“Empathy is…the capacity to understand…that someone else’s pain is as meaningful as your own.” Barbara Kingsolver
I’m plugged into my laptop, watching one of those comedy specials that Netflix seems to throw out weekly. The stand-up takes aim at the expense of some tragic historical incident; the audience groans and the performer retorts sarcastically “too soon?”.
The performer marches on into some other routine, about fat people I think, but my thoughts have drifted elsewhere.
I’m now wondering if you could draw a graph with Tragedy Intensity as the vertical axis and Time Elapsed as the horizontal axis and then plot the point that sits right between “ooh, too soon” and “that’s fair game, go for it, son”.
I conclude that you can’t because that would assume empathy has a shelf-life and we can calculate when that expires.
Despite having a desert-dry sense of humour (so opined my teacher in a junior school report, so that’s proof), I’ve never laughed at jokes about real-life tragedy, individual or collective, recent or ancient. This isn’t because I’m secretly hoping the world will fawn over my stunning high moral fibre and appoint me as First Lord of the Order of Empathy. No. I don’t laugh because I don’t find it funny: the source of the joke suffocates it.
I’m not talking about well-meaning satire or a serious point being made through a darkly comic filter. My issue is a joke where the point is the joke, not the subtext. Gags that start proliferating through social media soon after a tragedy: a public figure dies in a car crash, a plane goes down and there are no survivors. Cue: word play, puns and lashings of bad taste.
When Malaysian flight MH370 went missing, with many South-East Asians on board, a joke immediately started doing the rounds that investigators searching for the wreckage in the sea had found the wings….but they were still searching for the Wongs. I remember greeting that particular sublime word-play comedy nugget with mild puzzlement: the beginnings of a benign strained smile and a slightly furrowed brow. The look that says: “Really? That’s what you’re going with?

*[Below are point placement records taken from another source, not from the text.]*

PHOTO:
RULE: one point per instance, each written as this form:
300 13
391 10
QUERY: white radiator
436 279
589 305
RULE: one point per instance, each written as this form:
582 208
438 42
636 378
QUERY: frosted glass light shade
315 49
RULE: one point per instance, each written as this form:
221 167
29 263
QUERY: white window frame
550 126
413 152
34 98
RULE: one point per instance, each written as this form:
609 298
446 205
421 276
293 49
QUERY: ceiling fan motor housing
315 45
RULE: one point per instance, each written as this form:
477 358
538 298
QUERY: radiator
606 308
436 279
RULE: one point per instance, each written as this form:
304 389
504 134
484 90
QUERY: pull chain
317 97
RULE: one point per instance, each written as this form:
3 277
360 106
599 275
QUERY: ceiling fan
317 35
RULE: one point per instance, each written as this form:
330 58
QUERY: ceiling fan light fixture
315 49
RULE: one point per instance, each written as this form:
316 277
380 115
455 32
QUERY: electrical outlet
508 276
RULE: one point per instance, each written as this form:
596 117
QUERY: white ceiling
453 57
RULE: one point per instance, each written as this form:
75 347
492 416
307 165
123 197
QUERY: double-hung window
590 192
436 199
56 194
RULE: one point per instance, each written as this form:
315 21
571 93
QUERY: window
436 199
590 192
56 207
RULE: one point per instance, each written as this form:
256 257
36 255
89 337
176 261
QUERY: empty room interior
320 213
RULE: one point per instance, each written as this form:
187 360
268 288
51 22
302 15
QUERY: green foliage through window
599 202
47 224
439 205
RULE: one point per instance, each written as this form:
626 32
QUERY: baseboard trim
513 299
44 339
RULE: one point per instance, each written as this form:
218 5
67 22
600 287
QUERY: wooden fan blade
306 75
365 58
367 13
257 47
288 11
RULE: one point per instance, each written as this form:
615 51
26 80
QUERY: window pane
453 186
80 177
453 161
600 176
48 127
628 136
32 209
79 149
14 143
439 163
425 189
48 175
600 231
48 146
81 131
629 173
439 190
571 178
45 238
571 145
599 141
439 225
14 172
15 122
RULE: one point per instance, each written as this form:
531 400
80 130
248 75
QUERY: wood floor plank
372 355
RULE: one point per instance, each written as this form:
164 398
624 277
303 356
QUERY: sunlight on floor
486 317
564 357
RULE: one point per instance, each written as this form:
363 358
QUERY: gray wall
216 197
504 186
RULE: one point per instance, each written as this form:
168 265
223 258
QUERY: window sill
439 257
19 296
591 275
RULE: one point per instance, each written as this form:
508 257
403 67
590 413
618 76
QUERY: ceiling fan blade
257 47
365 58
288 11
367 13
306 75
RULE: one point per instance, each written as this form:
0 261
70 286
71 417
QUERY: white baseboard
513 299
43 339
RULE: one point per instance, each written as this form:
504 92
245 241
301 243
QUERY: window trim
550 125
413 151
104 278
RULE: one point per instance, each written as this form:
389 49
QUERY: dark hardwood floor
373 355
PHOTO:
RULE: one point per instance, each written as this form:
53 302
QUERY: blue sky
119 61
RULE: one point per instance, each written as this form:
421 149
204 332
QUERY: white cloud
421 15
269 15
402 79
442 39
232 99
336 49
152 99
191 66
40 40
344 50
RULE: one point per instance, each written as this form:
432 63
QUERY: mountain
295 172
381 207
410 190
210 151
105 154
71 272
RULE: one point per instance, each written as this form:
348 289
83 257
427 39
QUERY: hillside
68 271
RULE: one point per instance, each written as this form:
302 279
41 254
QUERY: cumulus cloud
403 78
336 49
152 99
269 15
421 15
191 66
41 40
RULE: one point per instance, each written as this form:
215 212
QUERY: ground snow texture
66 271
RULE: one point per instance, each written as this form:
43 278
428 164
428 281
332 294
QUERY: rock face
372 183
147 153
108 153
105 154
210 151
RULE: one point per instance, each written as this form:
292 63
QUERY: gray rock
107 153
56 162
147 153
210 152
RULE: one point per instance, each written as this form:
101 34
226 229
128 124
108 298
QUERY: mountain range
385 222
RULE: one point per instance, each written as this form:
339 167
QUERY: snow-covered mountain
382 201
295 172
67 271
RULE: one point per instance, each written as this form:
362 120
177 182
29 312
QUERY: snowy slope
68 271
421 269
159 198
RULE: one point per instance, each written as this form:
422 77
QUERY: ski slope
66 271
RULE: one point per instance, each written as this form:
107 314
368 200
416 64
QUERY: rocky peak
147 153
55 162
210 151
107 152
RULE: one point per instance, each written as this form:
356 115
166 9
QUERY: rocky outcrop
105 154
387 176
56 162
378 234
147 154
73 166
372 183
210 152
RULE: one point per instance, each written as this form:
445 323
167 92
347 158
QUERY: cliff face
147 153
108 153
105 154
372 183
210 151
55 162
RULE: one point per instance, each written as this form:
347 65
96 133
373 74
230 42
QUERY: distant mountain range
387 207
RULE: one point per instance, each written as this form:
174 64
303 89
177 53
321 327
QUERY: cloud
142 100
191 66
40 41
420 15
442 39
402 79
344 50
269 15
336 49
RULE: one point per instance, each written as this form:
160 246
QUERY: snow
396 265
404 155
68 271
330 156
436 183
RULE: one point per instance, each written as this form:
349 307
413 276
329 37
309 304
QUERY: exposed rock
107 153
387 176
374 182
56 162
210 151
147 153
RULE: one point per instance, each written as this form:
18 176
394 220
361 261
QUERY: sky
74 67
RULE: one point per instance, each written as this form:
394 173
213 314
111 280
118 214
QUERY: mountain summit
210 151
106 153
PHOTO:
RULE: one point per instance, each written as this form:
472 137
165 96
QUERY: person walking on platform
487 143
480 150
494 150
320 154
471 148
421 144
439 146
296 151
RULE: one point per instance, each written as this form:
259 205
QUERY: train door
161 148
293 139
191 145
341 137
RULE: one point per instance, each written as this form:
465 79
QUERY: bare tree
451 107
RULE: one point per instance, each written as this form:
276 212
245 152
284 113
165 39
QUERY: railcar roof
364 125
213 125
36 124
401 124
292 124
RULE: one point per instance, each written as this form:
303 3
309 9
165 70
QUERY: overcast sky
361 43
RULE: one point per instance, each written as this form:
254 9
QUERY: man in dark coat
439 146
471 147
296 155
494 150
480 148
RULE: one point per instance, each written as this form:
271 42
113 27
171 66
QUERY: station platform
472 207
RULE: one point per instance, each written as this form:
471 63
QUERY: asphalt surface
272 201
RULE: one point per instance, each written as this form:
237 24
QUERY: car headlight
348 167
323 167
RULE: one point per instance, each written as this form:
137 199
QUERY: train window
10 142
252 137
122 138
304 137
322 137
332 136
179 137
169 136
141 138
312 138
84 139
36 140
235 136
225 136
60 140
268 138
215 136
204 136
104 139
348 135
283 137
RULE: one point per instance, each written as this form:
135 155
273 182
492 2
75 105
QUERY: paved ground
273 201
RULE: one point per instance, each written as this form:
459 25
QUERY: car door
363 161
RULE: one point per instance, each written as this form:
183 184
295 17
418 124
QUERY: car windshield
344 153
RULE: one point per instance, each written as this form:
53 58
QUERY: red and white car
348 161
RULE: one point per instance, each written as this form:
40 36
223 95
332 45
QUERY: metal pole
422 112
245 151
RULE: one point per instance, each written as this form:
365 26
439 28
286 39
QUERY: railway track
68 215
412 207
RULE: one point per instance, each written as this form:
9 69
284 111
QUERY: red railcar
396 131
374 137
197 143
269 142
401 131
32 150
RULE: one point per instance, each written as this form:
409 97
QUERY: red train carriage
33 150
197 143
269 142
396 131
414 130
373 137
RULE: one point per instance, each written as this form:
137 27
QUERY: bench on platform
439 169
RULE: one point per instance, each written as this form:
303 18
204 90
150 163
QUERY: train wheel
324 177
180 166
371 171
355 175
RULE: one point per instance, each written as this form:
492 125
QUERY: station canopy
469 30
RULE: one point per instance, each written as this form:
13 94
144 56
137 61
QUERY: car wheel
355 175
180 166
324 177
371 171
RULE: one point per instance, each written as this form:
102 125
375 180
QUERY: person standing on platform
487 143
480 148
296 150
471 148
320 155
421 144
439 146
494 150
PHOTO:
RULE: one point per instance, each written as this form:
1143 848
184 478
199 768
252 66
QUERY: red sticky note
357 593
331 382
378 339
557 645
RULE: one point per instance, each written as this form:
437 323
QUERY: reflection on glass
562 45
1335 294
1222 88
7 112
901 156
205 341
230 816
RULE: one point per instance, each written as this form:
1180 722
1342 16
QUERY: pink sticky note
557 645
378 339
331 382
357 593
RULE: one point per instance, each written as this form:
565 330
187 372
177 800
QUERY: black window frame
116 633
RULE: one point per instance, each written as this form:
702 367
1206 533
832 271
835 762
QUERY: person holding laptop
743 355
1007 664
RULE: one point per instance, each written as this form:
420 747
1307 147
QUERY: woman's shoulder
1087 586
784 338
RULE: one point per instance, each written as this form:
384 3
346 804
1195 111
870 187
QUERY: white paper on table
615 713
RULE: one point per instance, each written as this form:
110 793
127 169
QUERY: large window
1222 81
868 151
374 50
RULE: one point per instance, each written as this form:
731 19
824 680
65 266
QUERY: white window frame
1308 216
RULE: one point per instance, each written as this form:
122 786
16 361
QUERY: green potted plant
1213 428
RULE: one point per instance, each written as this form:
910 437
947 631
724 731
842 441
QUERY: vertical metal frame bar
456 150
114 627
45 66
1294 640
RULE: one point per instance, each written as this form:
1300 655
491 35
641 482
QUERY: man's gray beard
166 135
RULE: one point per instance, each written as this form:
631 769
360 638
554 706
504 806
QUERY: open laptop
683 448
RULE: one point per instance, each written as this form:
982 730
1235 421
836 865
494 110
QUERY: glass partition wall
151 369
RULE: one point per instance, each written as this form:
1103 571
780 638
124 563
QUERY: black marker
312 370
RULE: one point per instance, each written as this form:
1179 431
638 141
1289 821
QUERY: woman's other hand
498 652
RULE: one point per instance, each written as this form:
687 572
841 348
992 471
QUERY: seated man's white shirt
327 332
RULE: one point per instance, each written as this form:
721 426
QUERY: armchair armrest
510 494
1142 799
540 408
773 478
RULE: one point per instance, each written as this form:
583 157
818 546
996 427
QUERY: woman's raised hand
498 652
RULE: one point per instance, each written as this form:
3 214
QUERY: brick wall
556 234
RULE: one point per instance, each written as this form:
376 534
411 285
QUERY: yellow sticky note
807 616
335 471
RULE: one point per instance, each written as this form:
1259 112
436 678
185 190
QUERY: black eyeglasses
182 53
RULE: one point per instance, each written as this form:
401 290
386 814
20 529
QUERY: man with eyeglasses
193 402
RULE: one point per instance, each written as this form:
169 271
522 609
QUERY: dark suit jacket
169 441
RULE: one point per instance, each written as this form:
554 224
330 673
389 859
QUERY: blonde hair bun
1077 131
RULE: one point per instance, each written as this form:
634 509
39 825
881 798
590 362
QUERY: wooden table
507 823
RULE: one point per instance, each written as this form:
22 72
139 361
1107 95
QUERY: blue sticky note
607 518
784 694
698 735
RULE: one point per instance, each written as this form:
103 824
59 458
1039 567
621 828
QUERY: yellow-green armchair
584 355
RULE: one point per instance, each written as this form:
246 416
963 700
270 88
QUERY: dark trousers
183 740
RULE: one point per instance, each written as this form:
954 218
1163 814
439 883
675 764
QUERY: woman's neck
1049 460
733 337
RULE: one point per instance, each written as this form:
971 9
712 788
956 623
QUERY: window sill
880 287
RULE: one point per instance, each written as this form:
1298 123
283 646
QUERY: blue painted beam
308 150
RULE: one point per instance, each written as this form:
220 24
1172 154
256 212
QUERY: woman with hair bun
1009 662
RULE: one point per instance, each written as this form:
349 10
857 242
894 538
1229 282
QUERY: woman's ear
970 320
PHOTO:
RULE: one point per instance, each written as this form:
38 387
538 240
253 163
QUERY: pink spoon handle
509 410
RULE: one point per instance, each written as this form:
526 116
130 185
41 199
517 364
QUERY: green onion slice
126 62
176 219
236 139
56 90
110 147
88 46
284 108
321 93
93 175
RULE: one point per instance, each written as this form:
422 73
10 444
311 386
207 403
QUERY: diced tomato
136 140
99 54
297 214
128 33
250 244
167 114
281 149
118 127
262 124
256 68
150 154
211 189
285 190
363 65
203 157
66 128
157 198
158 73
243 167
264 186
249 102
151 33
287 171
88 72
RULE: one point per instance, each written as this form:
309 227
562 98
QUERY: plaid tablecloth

Okay then…”
For me human tragedy is just that, and never becomes compost for surface-level comedy. And it doesn’t make a great deal of difference to me if you’re mocking an incident from last week or last millennia. If it happened, then that’s the clincher: when it happened is a detail to me when it comes to rationalizing it’s mockery. Putting a sell-by date on a tragedy (or, an empathy-end date, if you will) just reflects that person’s worldview. There are no objective graph co-ordinates to consult.
Ok, I’m getting preachy here, but I’m on a roll, so hang tight. How often do you see someone mock a real-life tragedy that ensnared his/her loved ones? Rarely. Exceptions like Pete Davidson joking about his father’s death on 9/11 seem to be a uniquely weird attempt at personal catharsis. But tragedies involving strangers? Infinitely more popular as superficial joke fodder.
Some may suggest that playground-level jokes about a tragedy affecting others is a defence mechanism to help cope with the acknowledged horrors of that event by creating distance from its reality. I suggest this is giving too much credit.
Most of us are programmed to only dip our toes into the pool of someone else’s tragedy and avoid belly-flopping in, and that’s the normal defence mechanism. At the news of another set of nameless victims of a far-off civil war, we momentarily question our meaning and worth: what is my contribution to making the world more fragrant? What will be the footprint I leave behind? We sit and gently self-interrogate.
And then we realize that there’s no food in the house and we need to decide what take-away to get tonight. And then we start Googling the weather on the weekend to see if the car boot sale is likely to be rained off. And so we get distracted from Big Questions by Everyday Banality in a matter of seconds.
This cycle of engagement then detachment, empathy then insularity, is understandable. It’s how we cope with what we learn. Active mockery of it, on the other hand, I just don’t get. Count me out.